Read La decadencia del ingenio Online
Authors: Jaime Rubio
Sólo que debajo del avión no había una pista asfaltada, sino el Océano Atlántico.
A pesar de que el agua es por lo general blandita, el golpe fue brusco y no oí nada parecido a una zambullida. Fue más bien como un retumbar grave.
Todo estaba muy oscuro.
Prosigue el viaje a casa
Cuando desperté, estaba sobre una tabla de madera, en brazos de la soprano húngara. Ya casi no recordaba el calor de unos enormes pechos de mujer. Sonreí. La soprano gritó “ya se ha despertado”, pero en húngaro, por lo que si había alguien más escuchando, era poco probable que la hubiera entendido.
Miré alrededor: mis abuelos, Roca, el concertino y Lozano, que seguía durmiendo. Alrededor de la tabla: agua y, flotando, alguna maleta, alguna butaca, trozos de avión apenas reconocibles, muchos de ellos en llamas.
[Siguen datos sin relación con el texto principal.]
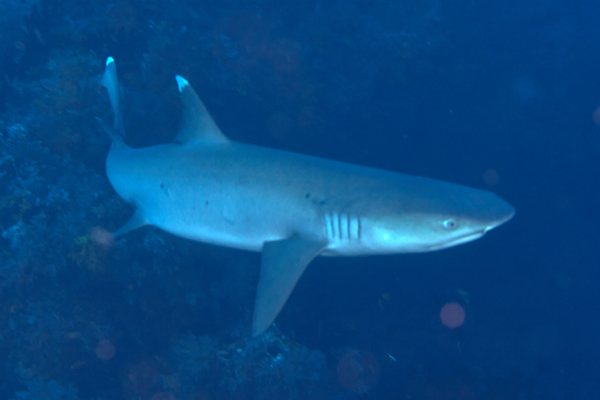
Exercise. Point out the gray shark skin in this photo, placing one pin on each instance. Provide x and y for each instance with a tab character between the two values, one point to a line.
292	207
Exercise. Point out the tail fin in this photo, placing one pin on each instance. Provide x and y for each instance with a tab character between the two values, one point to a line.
111	82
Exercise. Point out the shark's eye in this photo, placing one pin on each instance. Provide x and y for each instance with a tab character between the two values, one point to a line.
450	224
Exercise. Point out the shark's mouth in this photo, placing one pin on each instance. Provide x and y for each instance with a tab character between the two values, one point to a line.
455	241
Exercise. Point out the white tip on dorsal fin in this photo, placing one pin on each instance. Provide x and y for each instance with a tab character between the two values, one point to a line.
196	124
111	82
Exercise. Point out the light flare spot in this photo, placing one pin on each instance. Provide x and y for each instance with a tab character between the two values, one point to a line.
101	237
452	315
358	371
105	350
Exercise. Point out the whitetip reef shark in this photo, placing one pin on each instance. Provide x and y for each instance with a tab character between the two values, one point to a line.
291	207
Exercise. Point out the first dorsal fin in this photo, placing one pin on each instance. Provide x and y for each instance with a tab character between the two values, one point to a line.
196	124
111	82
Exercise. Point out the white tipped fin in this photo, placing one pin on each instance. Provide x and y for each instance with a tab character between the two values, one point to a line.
111	82
196	124
181	82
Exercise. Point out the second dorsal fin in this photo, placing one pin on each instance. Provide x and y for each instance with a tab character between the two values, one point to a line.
196	124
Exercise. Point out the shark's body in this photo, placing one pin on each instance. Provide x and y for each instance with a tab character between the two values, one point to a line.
292	207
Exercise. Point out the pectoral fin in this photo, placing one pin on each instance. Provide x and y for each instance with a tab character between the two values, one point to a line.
136	221
283	262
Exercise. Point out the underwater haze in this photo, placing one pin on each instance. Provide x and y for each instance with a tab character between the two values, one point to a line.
502	96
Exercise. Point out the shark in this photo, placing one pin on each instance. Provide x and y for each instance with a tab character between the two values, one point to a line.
292	207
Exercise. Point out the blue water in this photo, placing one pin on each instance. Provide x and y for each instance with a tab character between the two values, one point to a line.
503	96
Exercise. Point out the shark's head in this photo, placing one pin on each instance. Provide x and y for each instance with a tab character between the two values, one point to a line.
435	216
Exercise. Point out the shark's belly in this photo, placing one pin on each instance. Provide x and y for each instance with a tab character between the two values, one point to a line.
229	214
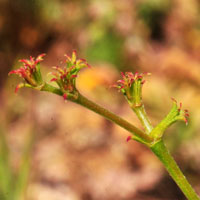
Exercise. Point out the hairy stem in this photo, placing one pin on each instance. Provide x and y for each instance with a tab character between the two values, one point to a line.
112	117
160	150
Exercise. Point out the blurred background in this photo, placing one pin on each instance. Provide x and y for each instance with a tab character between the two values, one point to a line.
56	150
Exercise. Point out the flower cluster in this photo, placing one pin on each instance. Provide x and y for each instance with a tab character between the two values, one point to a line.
175	114
30	72
66	77
131	87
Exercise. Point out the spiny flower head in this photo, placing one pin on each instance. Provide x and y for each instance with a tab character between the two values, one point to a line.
176	114
66	77
29	71
180	113
131	86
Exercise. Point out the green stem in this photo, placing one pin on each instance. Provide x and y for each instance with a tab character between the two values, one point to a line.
142	116
160	150
101	111
112	117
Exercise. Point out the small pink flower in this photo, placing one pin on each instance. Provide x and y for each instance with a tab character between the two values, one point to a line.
66	77
128	138
28	71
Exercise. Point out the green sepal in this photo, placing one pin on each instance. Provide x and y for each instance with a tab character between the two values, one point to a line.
175	114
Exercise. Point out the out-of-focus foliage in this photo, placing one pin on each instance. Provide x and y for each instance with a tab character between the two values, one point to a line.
77	154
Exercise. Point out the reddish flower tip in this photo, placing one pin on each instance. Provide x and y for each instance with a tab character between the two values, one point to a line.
65	96
174	100
128	138
20	85
53	79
Mi abuela me arrancó de los brazos de la soprano y se puso a llorar, abrazándome muy fuerte, casi sin dejar que respirara. Ay mi niño, decía, que está vivo, menos mal, no quería cogerte en brazos por si estabas muerto, que a mí me los muertos dan mucho asco, ay, si no fuera por tu abuelo, qué hubiera sido de ti.
—¿Mi abuelo?
Le miré. Debajo del hollín, el sudor y el salitre, se le adivinaba la cara de cabreo.
—Sí —dijo Roca—, este machote te sacó de entre dos butacas cuando ya todos te dábamos por muerto.
—Gracias, abuelo.
—Ni gracias ni hostias. Joder. No me lo recordéis. Acabo de salvarle la vida al… asesino de mi hija. Y ahora he estado a punto de llamarle hijo de puta. Encima. El muy cabrón.
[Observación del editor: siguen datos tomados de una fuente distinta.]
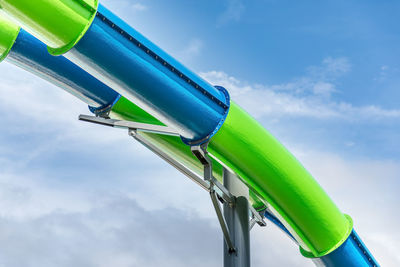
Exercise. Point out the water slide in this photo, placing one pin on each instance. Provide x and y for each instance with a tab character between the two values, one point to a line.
122	75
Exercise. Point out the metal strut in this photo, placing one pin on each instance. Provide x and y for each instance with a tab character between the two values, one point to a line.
200	152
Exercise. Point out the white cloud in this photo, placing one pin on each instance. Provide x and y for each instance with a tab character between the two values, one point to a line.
191	51
119	205
308	96
233	12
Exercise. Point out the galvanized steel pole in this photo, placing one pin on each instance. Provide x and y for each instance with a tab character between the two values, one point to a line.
237	219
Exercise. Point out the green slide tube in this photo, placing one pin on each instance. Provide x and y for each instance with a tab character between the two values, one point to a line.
8	34
269	170
241	144
59	24
124	109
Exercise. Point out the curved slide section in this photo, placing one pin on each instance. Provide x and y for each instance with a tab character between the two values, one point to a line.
178	98
22	49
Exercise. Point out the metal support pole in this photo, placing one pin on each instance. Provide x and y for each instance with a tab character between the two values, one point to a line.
237	219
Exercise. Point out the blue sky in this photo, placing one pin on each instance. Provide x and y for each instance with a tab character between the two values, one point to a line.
324	77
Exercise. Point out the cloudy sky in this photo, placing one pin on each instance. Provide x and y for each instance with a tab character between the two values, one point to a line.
324	77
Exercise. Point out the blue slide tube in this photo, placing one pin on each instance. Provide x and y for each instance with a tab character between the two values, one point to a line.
32	55
122	58
352	253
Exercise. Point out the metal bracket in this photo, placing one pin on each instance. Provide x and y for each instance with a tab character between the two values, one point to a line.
218	192
257	217
144	127
200	152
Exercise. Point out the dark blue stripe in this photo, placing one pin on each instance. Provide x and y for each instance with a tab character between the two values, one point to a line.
352	253
31	54
113	52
—Te prometo —le dije, más que sinceramente—, que si alguna otra hija tuya se queda embarazada de mí, naceré a tiempo.
—Vete a tomar por culo, imbécil, que igual te he salvado para poder darme el gustazo de ahogarte, asesino de mierda. Porque soy un artista sensible, porque si no, no te salvaba ni la histérica de tu abuela, ay, el niño, salva al niño, que se nos muere, que se hunde. Por no oírla, ha sido, por no oírla.
—Venga, tranquilo —dijo Roca—, ahora descansemos hasta que nos rescaten.
—¡Qué coño nos van a rescatar! Nos van a dejar aquí tirados, muertos de hambre y de sed. Porque es más barato, que el dinero lo mueve todo. No te enteras de nada, enano de mierda.
—No, hombre, no. Ya verás como dentro de poco viene un hidroavión.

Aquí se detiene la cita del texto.